ALBANY – The Adirondack Council has formed a Ballot Issue Committee with the New York State Board of Elections for spending that promotes the proposed $3 billion Restore Mother Nature Bond Act.
A statewide bond act vote was approved by the State Legislature in April. In the Adirondacks, it would provide capital projects funding to address climate change, clean water and overcrowding/overuse on the Forest Preserve.
The Council’s new committee will be known as the New Yorkers for the Adirondacks committee.
“This would be a jobs bond act as much as it is an environmental bond act,” Adirondack Council Executive Director William C. Janeway said in a news release.

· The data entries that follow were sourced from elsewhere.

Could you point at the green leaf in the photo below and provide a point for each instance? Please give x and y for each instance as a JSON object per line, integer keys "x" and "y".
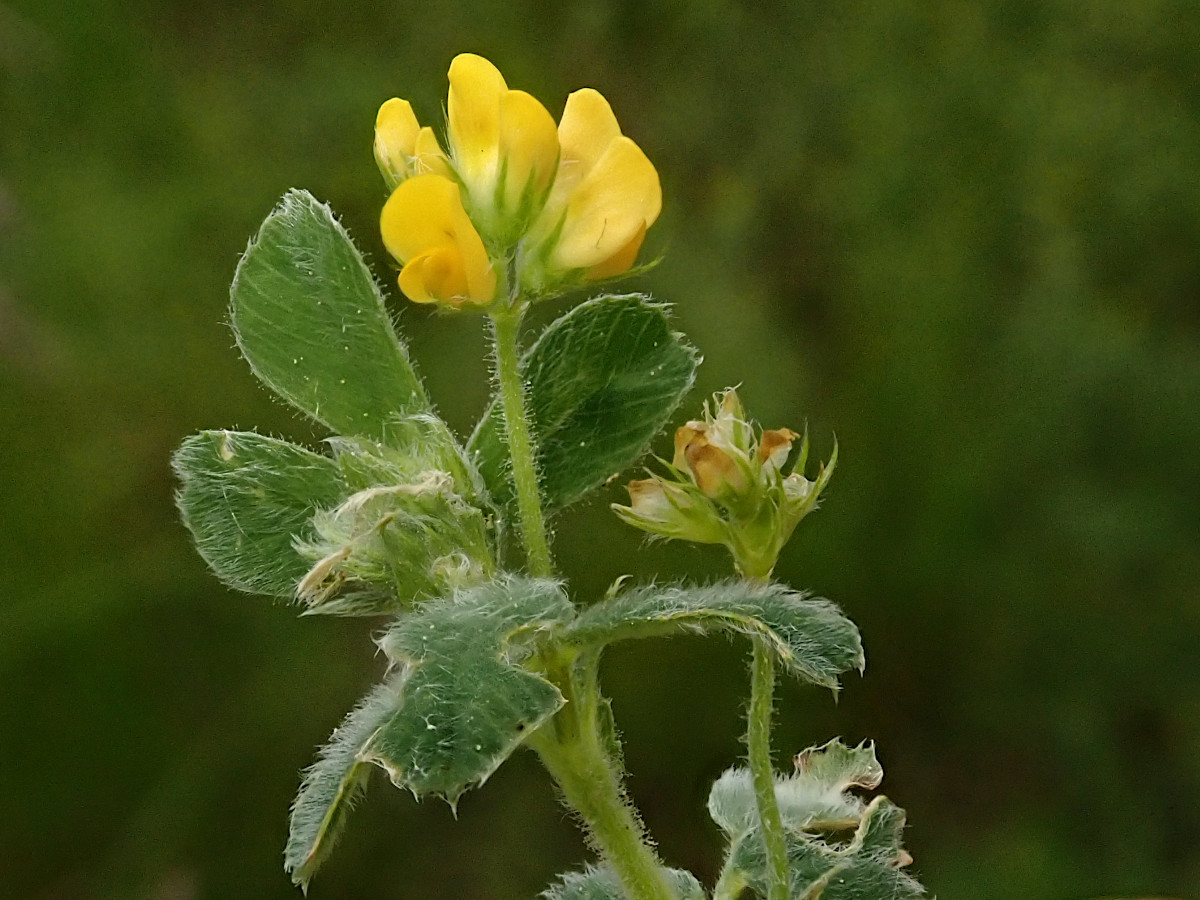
{"x": 333, "y": 785}
{"x": 816, "y": 797}
{"x": 817, "y": 810}
{"x": 810, "y": 637}
{"x": 603, "y": 381}
{"x": 868, "y": 868}
{"x": 601, "y": 883}
{"x": 468, "y": 703}
{"x": 247, "y": 498}
{"x": 312, "y": 324}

“Investments in clean water bring new filtration plants and treatment plants, and the people to run them. Clean energy investments mean new jobs building, improving and maintaining solar, wind and hydro-power facilities. Energy conservation brings new jobs in building and installing modern heating and cooling equipment, and in buttoning up leaky buildings. Managing crowds on public lands and waters in a post-pandemic world will require serious planning and local people to carry out those plans.
“Long term, these are great investments in the environment and public health,” Janeway said.
“Short term, they will get the economy moving again.”
Our need to address climate change, secure clean water and manage crowds on the Forest Preserve didn’t go away when the corona-virus hit, he said.
“Our public lands grow more precious every day,” said Janeway. “They are a place of refuge in times of trouble; a place of healing and solace as we recover from this blow; a place of celebration, when we can be closer together again.
“It’s more proof that Forever Wild isn’t just a cliché,” he said.
“The Adirondack Forest Preserve is one constant in a world of never-ending change. It is the bedrock that steadies us when the whole world’s foundations have been shaken to their core.”
Due to the potential economic impact of the COVID-19 pandemic, the State Legislature granted Gov. Andrew Cuomo the authority to rescind its authorization of the bond act this spring or summer, if the economy slows to the point where he believes the state cannot repay the loan. Otherwise, it will be on the Election Day ballot in November.
Janeway said the Adirondack Council is a tax-exempt, not-for-profit organization, and is therefore limited in the amount of time and money it can devote to promoting a state ballot issue, such as a bond act. Such organizations are prohibited from supporting or opposing candidates for public office.
To be sure that it is tracking its spending carefully, the Council formed New Yorkers for the Adirondacks. The group intends to remind voters that the Adirondack Park would be among the many recipients of benefits if the bond act is approved.
The Council said it would invite other advocates to join the committee and help advance the approval of the bond act. The committee’s work will compliment bond act educational efforts by other conservation, clean energy, business, conservation, community and state-wide environmental groups.